Ombud: Mexico State Government Officials Suspected of Torturing Witnesses

1/16/2015

MEXICO CITY – Mexico’s national ombud said Thursday that investigators with the central state of Mexico’s Attorney General’s Office allegedly tortured witnesses to an alleged case of extrajudicial executions last year.

“Personnel with the (state AG’s office) are suspected of incurring in acts of torture, including against two women who were suspects and fortunately are now free; they had nothing to do with the people who were in that warehouse” in the municipality of Tlatlaya, the president of the National Human Rights Commission, or CNDH, Luis Raul Gonzalez, told MVS radio.

The actions that the officials said they carried out “did not correspond to what the CNDH later discovered,” he said.

“For example, the expert’s reports did not specifically mention what was later found, that .. the crime scene had been altered, that there had been arbitrary deaths,” Gonzalez said.

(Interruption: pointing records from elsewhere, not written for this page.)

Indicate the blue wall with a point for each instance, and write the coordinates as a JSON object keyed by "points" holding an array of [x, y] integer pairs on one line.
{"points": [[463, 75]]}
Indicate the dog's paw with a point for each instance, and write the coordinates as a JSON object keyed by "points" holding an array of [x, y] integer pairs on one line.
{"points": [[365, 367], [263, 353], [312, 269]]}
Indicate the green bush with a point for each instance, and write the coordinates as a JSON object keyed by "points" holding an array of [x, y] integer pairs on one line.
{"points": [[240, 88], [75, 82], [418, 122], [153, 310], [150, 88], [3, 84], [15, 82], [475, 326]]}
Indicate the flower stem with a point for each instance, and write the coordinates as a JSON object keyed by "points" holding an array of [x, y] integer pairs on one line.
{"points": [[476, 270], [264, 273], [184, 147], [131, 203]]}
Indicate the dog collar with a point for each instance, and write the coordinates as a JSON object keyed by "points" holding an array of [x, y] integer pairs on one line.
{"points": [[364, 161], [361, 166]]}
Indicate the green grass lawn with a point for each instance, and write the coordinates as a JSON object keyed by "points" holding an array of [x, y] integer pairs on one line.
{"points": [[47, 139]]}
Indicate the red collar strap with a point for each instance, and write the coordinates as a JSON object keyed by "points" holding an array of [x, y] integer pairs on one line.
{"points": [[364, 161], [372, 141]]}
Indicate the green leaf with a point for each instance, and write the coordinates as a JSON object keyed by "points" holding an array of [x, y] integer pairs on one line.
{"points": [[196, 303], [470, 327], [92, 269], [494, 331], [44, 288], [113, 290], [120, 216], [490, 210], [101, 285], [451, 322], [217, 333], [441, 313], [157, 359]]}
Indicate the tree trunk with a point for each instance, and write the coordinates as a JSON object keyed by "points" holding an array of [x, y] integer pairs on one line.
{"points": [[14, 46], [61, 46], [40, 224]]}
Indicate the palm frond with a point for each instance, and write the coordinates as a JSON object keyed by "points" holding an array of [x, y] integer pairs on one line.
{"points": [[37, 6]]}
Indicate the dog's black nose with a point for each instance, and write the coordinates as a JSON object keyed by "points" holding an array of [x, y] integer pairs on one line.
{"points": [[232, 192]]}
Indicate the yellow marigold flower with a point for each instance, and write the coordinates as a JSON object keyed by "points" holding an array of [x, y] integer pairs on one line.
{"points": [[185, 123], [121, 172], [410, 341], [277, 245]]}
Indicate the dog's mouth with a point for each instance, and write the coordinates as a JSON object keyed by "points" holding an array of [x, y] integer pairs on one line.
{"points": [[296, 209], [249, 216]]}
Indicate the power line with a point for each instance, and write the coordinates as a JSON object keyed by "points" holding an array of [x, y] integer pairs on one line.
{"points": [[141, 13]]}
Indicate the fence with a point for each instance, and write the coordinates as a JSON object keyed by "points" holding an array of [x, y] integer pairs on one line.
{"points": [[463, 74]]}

The ombud also said his office will keep a close eye on the state AG’s office’s internal probe to ensure “there is no impunity.”

That state prosecutor’s office said Wednesday it is probing about a score of its own officials, including investigators with the agency and forensics experts.

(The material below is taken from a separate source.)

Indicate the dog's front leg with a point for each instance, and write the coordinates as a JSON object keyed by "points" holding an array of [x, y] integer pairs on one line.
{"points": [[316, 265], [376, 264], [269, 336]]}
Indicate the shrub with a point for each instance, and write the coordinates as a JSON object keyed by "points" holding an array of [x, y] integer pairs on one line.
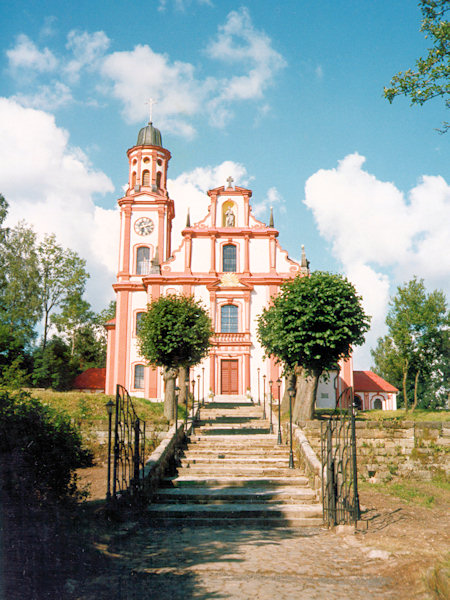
{"points": [[39, 448]]}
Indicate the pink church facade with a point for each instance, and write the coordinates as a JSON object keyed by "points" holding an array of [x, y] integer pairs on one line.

On Thursday, Mexico City daily El Universal published excerpts of a CNDH report containing the statement of three witnesses who said they were victims of torture, mistreatment and intimidation.

One woman said she was forced to sign a statement under threat of rape, according to the report, which also documents other inhumane treatment of the witnesses.

Separately, the Federal Institute for Access to Information and Data Protection, or IFAI, has ordered the federal Attorney General’s Office to turn over investigators’ reports on the deaths of the 22 people in Tlatlaya.

Mexico’s top prosecutor’s office had responded to a request for that information by saying it would remain confidential for 12 years, the IFAI said in a statement, adding that it overruled that decision because the case involves serious human rights violations and by law the information cannot be kept secret.

In justifying its ruling on the matter, the IFAI noted that the CNDH on Tuesday modified its case file on the Tlatlaya killings as an investigation into grave rights violations.

The institute said, however, that people’s names could be removed from the documents due to their confidential nature.

Mexico’s Defense Secretariat initially said that the 22 suspected members of a kidnapping gang, had died in the June 30, 2014, clash with army soldiers in Tlatlaya, Mexico state.

A female witness, however, called that version of events into question, saying only one of the civilians died in a shootout and that the others were detained, interrogated and executed after being lined up against a warehouse wall.

The federal AG’s office says 14 people died in the armed clash and that three soldiers killed the other eight after they had surrendered, while the CNDH puts the number executed at 15.

Seven soldiers accused of abuse of authority, homicide, illegal alteration of a crime scene and other crimes are being prosecuted in the case.